基于层级和全局特征结合的蛋白质序列EC编号预测

杨帆1,2,3,4(), 韩巧玲1,2,3,4, 赵文迪1,2,3,4, 赵玥1,2,3,4()   

  1. 1.北京林业大学工学院,北京 100083
    2.林业装备与自动化国家林业局重点实验室,北京 100083
    3.城乡生态环境北京实验室,北京 100083
    4.北京林业大学智慧林业研究中心,北京 100083
  • 收稿日期:2024-04-12 修回日期:2024-06-18 出版日期:2024-08-20 发布日期:2024-06-19
  • 通讯作者: 赵玥,博士,教授,研究方向:人工智能、图像处理和模式识别等。E-mail: zhaoyue0609@126.com
  • 作者简介:杨帆,硕士研究生,专业方向:机器学习与数据处理。E-mail: yangfan_muyi@163.com
  • 基金资助:
    国家自然科学基金面上项目(32071838);国家自然科学基金青年科学基金项目(32101590)

EC number prediction of protein sequences based on combination of hierarchical and global features

Fan Yang1,2,3,4(), Qiaoling Han1,2,3,4, Wendi Zhao1,2,3,4, Yue Zhao1,2,3,4()   

  1. 1. School of technology, Beijing Forestry University, Beijing 100083, China
    2. Key Lab of State Forestry Administration for Forestry Equipment and Automation, Beijing 100083, China
    3. Beijing Laboratory of Urban and Rural Ecological Environment, Beijing 100083, China
    4. Research Center for Intelligent Forestry, Beijing Forestry University, Beijing 100083, China
  • Received:2024-04-12 Revised:2024-06-18 Published:2024-08-20 Online:2024-06-19
  • Supported by:
    National Natural Science Foundation of China(32071838);National Natural Science Youth Foundation of China(32101590)

摘要:

酶功能的识别对理解生命活动的机制、推进生命科学的发展有重要作用。然而现有的酶EC编号预测方法,并未充分利用蛋白质序列信息,在识别精度上仍有所不足。针对上述问题,本研究提出一种基于层级特征和全局特征的EC编号预测网络(EC number prediction network using hierarchical features and global features, ECPN-HFGF)。该方法首先通过残差网络提取蛋白质序列通用特征,并通过层级特征提取模块和全局特征提取模块进一步提取蛋白质序列的层级特征和全局特征,之后结合两种特征信息的预测结果,采用多任务学习框架,实现酶EC编号的精确预测。计算实验结果表明,ECPN-HFGF方法在蛋白质序列EC编号预测任务上性能最佳,宏观F1值和微观F1值分别达到95.5%和99.0%。ECPN-HFGF方法能有效结合蛋白质序列的层级特征和全局特征,快速准确预测蛋白质序列EC编号,比当前常用方法预测精确度更高,能够为酶学研究和酶工程应用的发展提供一种高效的思路和方法。

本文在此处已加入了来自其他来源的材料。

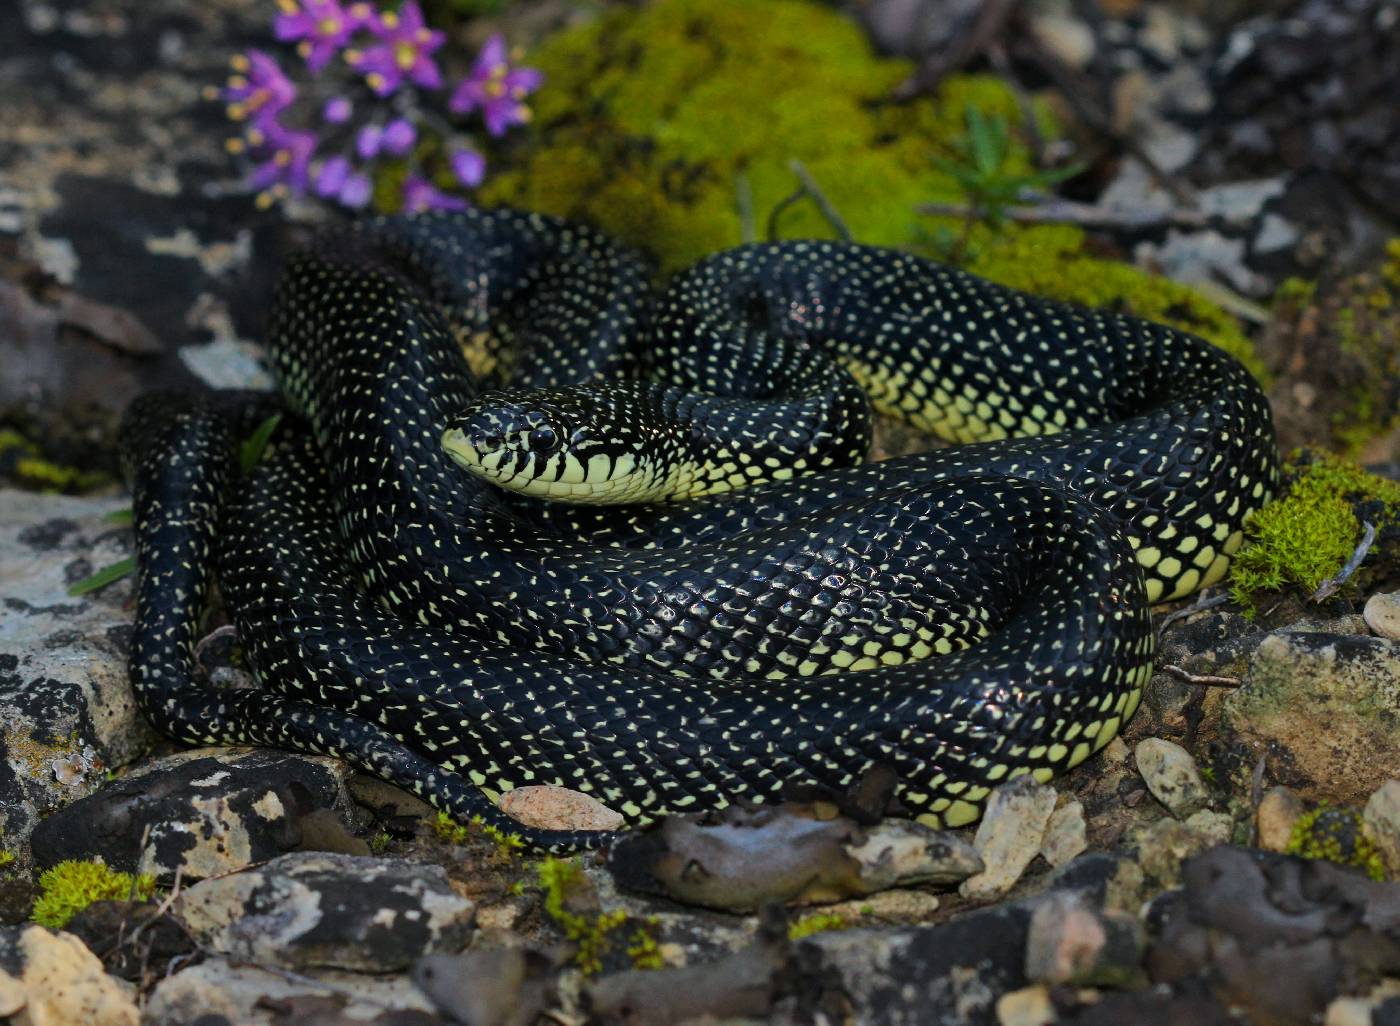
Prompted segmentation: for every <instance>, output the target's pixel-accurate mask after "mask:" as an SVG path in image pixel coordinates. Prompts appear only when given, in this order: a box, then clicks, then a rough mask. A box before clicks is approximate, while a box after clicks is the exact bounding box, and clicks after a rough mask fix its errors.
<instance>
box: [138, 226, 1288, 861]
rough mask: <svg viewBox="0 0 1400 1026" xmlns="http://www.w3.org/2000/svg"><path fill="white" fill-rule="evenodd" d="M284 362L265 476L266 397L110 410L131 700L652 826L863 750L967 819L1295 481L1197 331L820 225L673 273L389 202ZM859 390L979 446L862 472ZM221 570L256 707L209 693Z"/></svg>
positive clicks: (238, 690) (1078, 757) (164, 401)
mask: <svg viewBox="0 0 1400 1026" xmlns="http://www.w3.org/2000/svg"><path fill="white" fill-rule="evenodd" d="M483 342H484V343H486V344H483ZM463 347H468V349H475V351H476V353H477V356H479V357H484V363H489V364H494V368H496V370H494V375H496V382H497V384H510V385H511V391H504V392H489V393H483V392H482V391H480V386H479V385H477V381H476V378H475V377H473V374H472V372H470V370H469V367H468V363H466V358H465V357H463ZM269 353H270V357H272V363H273V365H274V368H276V372H277V377H279V381H280V385H281V393H283V399H284V400H286V403H287V406H288V407H290V409H291V410H293V412H294V413H295V414H297V417H293V419H288V420H287V421H284V423H283V426H281V427H280V428H279V430H277V433H276V434H274V437H273V444H272V447H270V449H269V452H267V455H266V456H265V459H263V461H262V463H260V465H259V466H258V468H256V470H255V472H253V473H252V475H251V477H248V479H241V477H239V476H238V473H237V470H235V469H234V468H232V462H231V452H232V449H234V442H235V440H237V438H238V437H239V435H241V434H242V433H244V431H246V430H248V426H249V423H252V419H253V412H252V410H251V407H249V406H248V403H246V402H245V400H239V399H232V400H228V402H225V403H217V402H216V403H209V402H192V400H181V399H175V398H171V396H155V398H150V399H144V400H140V402H139V403H137V405H136V407H133V412H132V413H130V414H129V417H127V423H126V427H125V448H126V451H127V452H129V454H130V455H132V458H133V465H134V477H133V491H134V496H136V525H137V544H139V556H140V567H141V581H140V591H139V612H137V633H136V637H134V644H133V652H132V673H133V680H134V684H136V689H137V696H139V700H140V701H141V704H143V708H144V710H146V711H147V714H148V715H150V718H151V719H153V721H154V722H155V724H157V726H160V728H161V729H162V731H165V732H168V733H171V735H172V736H176V738H179V739H182V740H186V742H190V743H207V742H225V743H227V742H251V743H259V745H274V746H287V747H294V749H302V750H315V752H325V753H332V754H337V756H343V757H346V759H349V760H351V761H354V763H357V764H360V766H363V767H367V768H370V770H371V771H375V773H379V774H381V775H384V777H386V778H391V780H393V781H396V782H399V784H402V785H405V787H409V788H410V789H413V791H416V792H419V794H421V795H424V796H427V798H430V799H431V801H434V802H435V803H437V805H438V806H440V808H444V809H447V810H448V812H451V813H454V815H456V816H462V817H465V816H472V815H480V816H483V817H486V819H489V820H491V822H496V823H497V824H505V820H503V819H501V817H500V813H497V812H496V810H494V806H493V805H491V803H490V802H489V801H487V799H486V796H483V794H482V788H489V789H504V788H511V787H518V785H524V784H546V782H547V784H561V785H567V787H574V788H578V789H581V791H587V792H589V794H594V795H596V796H598V798H599V799H602V801H603V802H606V803H609V805H612V806H613V808H617V809H620V810H622V812H623V813H624V815H627V816H629V817H631V819H643V817H645V816H650V815H655V813H658V812H668V810H685V809H692V810H693V809H700V808H706V806H715V805H721V803H724V802H731V801H764V799H773V798H774V796H777V795H778V794H780V792H781V789H783V788H784V787H785V785H788V784H792V782H815V784H819V785H825V787H830V788H844V787H847V785H848V784H851V782H853V781H854V780H857V778H858V777H860V775H861V774H862V773H864V770H865V768H868V767H869V766H872V764H875V763H882V764H888V766H890V767H893V768H895V771H896V773H897V774H899V777H900V781H902V785H900V796H902V799H903V802H904V803H906V805H907V806H910V808H911V809H914V810H917V812H920V813H925V815H928V816H932V817H938V819H939V820H941V822H944V823H949V824H958V823H963V822H967V820H970V819H973V817H974V816H976V812H977V808H979V803H980V801H981V799H983V798H984V796H986V794H987V792H988V789H990V788H993V787H995V785H997V784H998V782H1001V781H1005V780H1009V778H1012V777H1015V775H1019V774H1022V773H1033V774H1036V775H1037V777H1049V775H1050V774H1053V773H1056V771H1058V770H1064V768H1067V767H1070V766H1074V764H1077V763H1079V761H1081V760H1084V759H1085V757H1088V754H1091V753H1092V752H1093V750H1096V749H1098V747H1102V746H1103V745H1105V743H1107V740H1109V739H1110V738H1112V736H1113V735H1114V733H1116V731H1117V729H1119V726H1120V725H1121V724H1123V722H1124V721H1126V719H1127V718H1128V717H1130V715H1131V714H1133V711H1134V708H1135V705H1137V703H1138V697H1140V693H1141V687H1142V684H1144V682H1145V679H1147V676H1148V673H1149V665H1151V658H1152V638H1151V631H1149V620H1148V613H1147V606H1148V602H1151V600H1158V599H1165V598H1173V596H1180V595H1186V593H1189V592H1191V591H1194V589H1197V588H1200V586H1204V585H1207V584H1211V582H1214V581H1217V579H1219V577H1221V575H1222V574H1224V572H1225V570H1226V567H1228V561H1229V556H1231V553H1233V551H1235V549H1236V547H1238V546H1239V543H1240V539H1242V526H1243V522H1245V518H1246V516H1247V515H1249V514H1250V512H1252V511H1253V510H1256V508H1259V507H1260V505H1261V504H1263V503H1264V501H1267V498H1268V497H1270V494H1271V490H1273V487H1274V482H1275V476H1277V468H1275V447H1274V437H1273V426H1271V420H1270V413H1268V407H1267V403H1266V400H1264V398H1263V395H1261V392H1260V389H1259V386H1257V385H1256V384H1254V381H1253V379H1252V378H1250V375H1249V374H1247V372H1246V371H1245V370H1243V368H1242V367H1240V365H1239V364H1238V363H1235V361H1233V360H1232V358H1231V357H1228V356H1226V354H1224V353H1221V351H1219V350H1217V349H1215V347H1212V346H1210V344H1208V343H1205V342H1203V340H1200V339H1196V337H1193V336H1190V335H1184V333H1182V332H1177V330H1173V329H1169V328H1163V326H1159V325H1154V323H1148V322H1142V321H1137V319H1133V318H1127V316H1120V315H1116V314H1107V312H1096V311H1086V309H1081V308H1075V307H1070V305H1064V304H1056V302H1049V301H1043V300H1037V298H1035V297H1030V295H1026V294H1023V293H1016V291H1012V290H1008V288H1002V287H998V286H994V284H990V283H987V281H983V280H980V279H976V277H972V276H969V274H965V273H962V272H958V270H952V269H946V267H941V266H938V265H934V263H930V262H925V260H920V259H916V258H913V256H909V255H904V253H899V252H893V251H885V249H875V248H867V246H857V245H843V244H834V242H785V244H774V245H756V246H745V248H741V249H735V251H731V252H725V253H720V255H715V256H713V258H710V259H707V260H704V262H701V263H700V265H697V266H696V267H693V269H692V270H689V272H686V273H683V274H680V276H679V277H678V279H676V280H675V281H673V283H672V284H671V286H669V287H668V288H666V290H665V291H664V293H661V294H659V295H657V294H652V291H651V288H650V286H648V280H647V273H645V269H644V266H643V263H641V262H640V260H638V259H637V258H636V256H633V255H631V253H629V252H627V251H624V249H622V248H620V246H617V245H615V244H612V242H609V241H608V239H606V238H603V237H602V235H599V234H596V232H592V231H589V230H584V228H578V227H574V225H570V224H567V223H563V221H557V220H553V218H546V217H539V216H529V214H515V213H508V211H490V213H484V211H470V213H462V214H435V216H423V217H407V218H384V220H375V221H367V223H364V224H361V225H358V227H356V228H353V230H347V231H344V232H342V234H339V235H336V237H333V238H332V239H328V241H323V242H322V244H321V245H318V246H315V248H314V249H311V251H308V252H305V253H301V255H298V256H297V258H294V259H293V262H291V265H290V267H288V269H287V272H286V274H284V277H283V281H281V287H280V291H279V297H277V302H276V307H274V312H273V321H272V326H270V344H269ZM582 385H588V388H582ZM526 386H528V388H545V389H547V391H545V392H526V391H519V389H524V388H526ZM867 393H868V395H869V398H871V400H872V402H874V405H875V407H876V409H878V410H882V412H889V413H896V414H900V416H904V417H906V419H909V420H910V421H913V423H914V424H916V426H918V427H923V428H927V430H931V431H934V433H937V434H939V435H942V437H945V438H949V440H956V441H966V442H974V444H970V445H963V447H958V448H952V449H944V451H938V452H931V454H924V455H914V456H903V458H897V459H889V461H883V462H878V463H864V465H861V463H857V461H858V459H860V458H861V456H862V455H864V449H865V447H867V444H868V438H869V409H868V406H869V403H868V402H867V399H865V395H867ZM979 440H983V441H979ZM463 465H465V468H466V469H463ZM676 468H680V469H676ZM497 483H504V484H510V486H511V489H514V490H515V491H525V493H532V494H539V496H546V497H556V498H568V500H575V501H578V500H598V498H612V497H615V496H616V497H622V498H633V500H637V498H641V500H647V501H648V503H650V504H648V505H629V507H606V505H573V504H559V503H543V501H540V500H538V498H531V497H529V494H526V496H518V494H514V493H512V491H507V490H501V489H500V487H497ZM739 484H745V486H748V487H742V489H738V487H736V486H739ZM603 493H606V494H603ZM692 494H707V497H706V498H699V500H696V501H690V503H672V501H669V500H672V498H678V497H685V496H692ZM216 567H217V578H218V581H220V585H221V589H223V593H224V599H225V603H227V606H228V609H230V610H231V614H232V617H234V621H235V623H237V626H238V630H239V634H241V637H242V640H244V644H245V648H246V652H248V658H249V661H251V663H252V666H253V668H255V670H256V675H258V679H259V683H260V687H258V689H249V690H227V691H217V690H211V689H210V687H209V686H206V684H202V683H200V682H199V680H197V679H196V673H195V659H193V647H195V642H196V635H197V631H199V617H200V612H202V609H203V606H204V602H206V595H207V589H209V585H210V579H211V572H213V571H214V568H216ZM924 656H930V658H924ZM529 836H531V840H533V841H535V843H538V844H540V845H554V847H568V845H580V844H591V843H598V841H599V840H602V837H598V836H587V837H585V836H582V834H568V833H547V831H535V833H532V834H529Z"/></svg>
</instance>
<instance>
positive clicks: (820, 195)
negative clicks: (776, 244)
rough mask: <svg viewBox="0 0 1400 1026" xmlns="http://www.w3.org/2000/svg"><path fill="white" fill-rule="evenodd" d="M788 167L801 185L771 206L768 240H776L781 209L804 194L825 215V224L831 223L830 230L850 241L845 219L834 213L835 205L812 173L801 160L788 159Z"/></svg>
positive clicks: (834, 211)
mask: <svg viewBox="0 0 1400 1026" xmlns="http://www.w3.org/2000/svg"><path fill="white" fill-rule="evenodd" d="M788 169H790V171H791V172H792V174H794V175H797V179H798V181H799V182H801V183H802V185H801V186H799V188H798V190H797V192H794V193H792V195H791V196H787V197H784V199H781V200H780V202H778V203H777V204H776V206H774V207H773V211H771V213H770V214H769V224H767V235H769V242H776V241H777V238H778V217H780V216H781V214H783V211H785V210H787V209H788V207H791V206H792V204H794V203H797V202H798V200H799V199H802V197H804V196H806V197H811V200H812V202H813V203H815V204H816V209H818V210H820V211H822V217H825V218H826V221H827V224H830V225H832V230H833V231H836V234H837V235H840V237H841V238H843V239H844V241H847V242H850V241H851V230H850V228H847V227H846V221H843V220H841V216H840V214H839V213H836V207H833V206H832V202H830V200H829V199H827V197H826V193H825V192H822V186H819V185H818V183H816V179H815V178H812V174H811V172H809V171H808V169H806V165H805V164H802V161H798V160H791V161H788Z"/></svg>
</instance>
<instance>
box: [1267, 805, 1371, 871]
mask: <svg viewBox="0 0 1400 1026" xmlns="http://www.w3.org/2000/svg"><path fill="white" fill-rule="evenodd" d="M1284 851H1285V852H1287V854H1289V855H1299V857H1302V858H1320V859H1326V861H1327V862H1336V864H1337V865H1344V866H1350V868H1352V869H1361V871H1362V872H1364V873H1366V876H1369V878H1371V879H1373V880H1383V879H1386V868H1385V861H1383V859H1382V858H1380V851H1379V850H1376V845H1373V844H1372V843H1371V841H1369V840H1368V838H1366V834H1365V831H1364V830H1362V817H1361V813H1359V812H1357V810H1355V809H1338V808H1334V806H1330V805H1327V803H1326V802H1323V803H1322V805H1319V806H1317V808H1316V809H1313V810H1312V812H1306V813H1303V815H1302V816H1299V817H1298V822H1296V823H1294V830H1292V833H1291V834H1289V837H1288V847H1287V848H1284Z"/></svg>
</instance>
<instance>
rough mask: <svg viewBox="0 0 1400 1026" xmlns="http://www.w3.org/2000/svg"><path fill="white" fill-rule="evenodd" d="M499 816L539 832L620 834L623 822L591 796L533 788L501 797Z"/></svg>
mask: <svg viewBox="0 0 1400 1026" xmlns="http://www.w3.org/2000/svg"><path fill="white" fill-rule="evenodd" d="M497 805H500V806H501V812H504V813H505V815H507V816H514V817H515V819H518V820H519V822H521V823H524V824H525V826H532V827H539V829H540V830H622V827H623V826H624V824H626V820H624V819H623V817H622V813H619V812H613V810H612V809H609V808H608V806H606V805H603V803H602V802H599V801H598V799H596V798H594V796H592V795H585V794H584V792H582V791H573V789H571V788H567V787H550V785H546V784H535V785H531V787H518V788H514V789H511V791H507V792H505V794H503V795H501V799H500V802H497Z"/></svg>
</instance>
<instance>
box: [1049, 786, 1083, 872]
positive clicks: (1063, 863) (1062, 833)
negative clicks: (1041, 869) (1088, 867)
mask: <svg viewBox="0 0 1400 1026" xmlns="http://www.w3.org/2000/svg"><path fill="white" fill-rule="evenodd" d="M1088 848H1089V838H1088V837H1086V836H1085V826H1084V806H1082V805H1079V799H1078V798H1071V799H1070V801H1068V802H1065V803H1064V805H1061V806H1060V808H1058V809H1056V810H1054V812H1053V813H1050V824H1049V826H1047V827H1046V836H1044V840H1043V841H1040V855H1042V858H1044V861H1046V862H1049V864H1050V865H1053V866H1054V868H1056V869H1058V868H1060V866H1063V865H1064V864H1065V862H1068V861H1070V859H1071V858H1074V857H1075V855H1079V854H1082V852H1084V851H1086V850H1088Z"/></svg>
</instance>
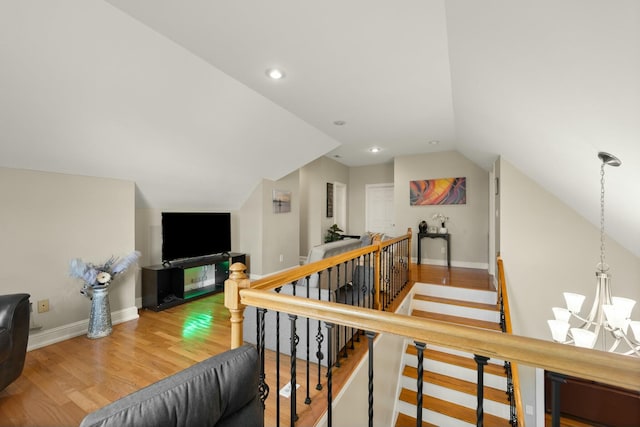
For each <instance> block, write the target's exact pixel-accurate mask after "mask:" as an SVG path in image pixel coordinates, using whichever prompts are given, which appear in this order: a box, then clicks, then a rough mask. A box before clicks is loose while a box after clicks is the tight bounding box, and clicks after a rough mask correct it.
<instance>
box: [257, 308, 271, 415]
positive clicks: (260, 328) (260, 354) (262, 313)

关键词: 酶功能预测, 蛋白质序列, 深度学习, 层级多标签分类, 全局特征

Abstract:

The identification of enzyme functions plays a crucial role in understanding the mechanisms of biological activities and advancing the development of life sciences. However, existing enzyme EC number prediction methods did not fully utilize protein sequence information and still had shortcomings in identification accuracy. To address this issue, we proposed an EC number prediction network using hierarchical features and global features (ECPN-HFGF). This method first utilized residual networks to extract generic features from protein sequences, and then employed hierarchical feature extraction modules and global feature extraction modules to further extract hierarchical and global features of protein sequences. Subsequently, the prediction results of both feature types were combined, and a multitask learning framework was utilized to achieve accurate prediction of enzyme EC numbers. Experimental results indicated that the ECPN-HFGF method performed best in the task of predicting EC numbers for protein sequences, achieving macro F1 and micro F1 scores of 95.5% and 99.0%, respectively. The ECPN-HFGF method effectively combined hierarchical and global features of protein sequences, allowing for rapid and accurate EC number prediction. Compared to current commonly used methods, this method offers significantly higher prediction accuracy, providing an efficient approach for the advancement of enzymology research and enzyme engineering applications.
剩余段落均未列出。